Scientists from the Australian National University have published a new, more precise population assessment for the swift parrot, which can reach remarkable speeds of almost 90km/h.

It’s in the same ballpark as a 2020 assessment that warned there might only be 300 – dramatically lower than the previous estimate of a couple of thousand.

Parrot researcher Dejan Stojanovic says robust population assessments are crucial if the parrot is to be saved.

But he fears that won’t happen while state-backed logging operations continue to destroy the bird’s only breeding grounds in Tasmania.

Foraging grounds on the mainland also face threats from the timber industry, most notably in NSW where a state government-owned corporation continues to log native forests.

“People want to save the swift parrot but this is a political situation. And until we resolve the political situation this bird is stuffed,” Dr Stojanovic says.
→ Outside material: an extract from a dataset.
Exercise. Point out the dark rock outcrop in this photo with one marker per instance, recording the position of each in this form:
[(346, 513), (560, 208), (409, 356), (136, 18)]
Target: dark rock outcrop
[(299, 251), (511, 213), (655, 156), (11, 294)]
“We keep giving these warnings but nothing changes. I’d rather them be honest and say we’re never going to deal with the issue, rather than pretending.”

The latest assessment comes amid anger over a new national recovery plan for the critically endangered species.

It was ordered by the federal government and has been in the pipeline since 2017, when the coalition was in power.

But Swift Parrot Recovery Team experts who wrote the plan say it’s been changed without their consent, to downplay the threat posed by native forest logging.

In mid-2023 – long after the recovery team handed its work to bureaucrats – a government representative revealed relevant states would get a new opportunity to review and seek changes to the plan before it was finalised.

But recovery team members were told they wouldn’t get to see it again and any changes would be up to federal Environment Minister Tanya Plibersek.

Ornithologist Mark Holdsworth has described it as “secret revision process” that resulted in the hierarchy of listed threats being flipped from habitat loss to a sugar glider that eats swift parrots and their eggs.

Ms Plibersek has previously declined to comment on the revision process.

She also referred questions about the new population estimate to her department, which said the recovery plan was expected to be finalised “soon”.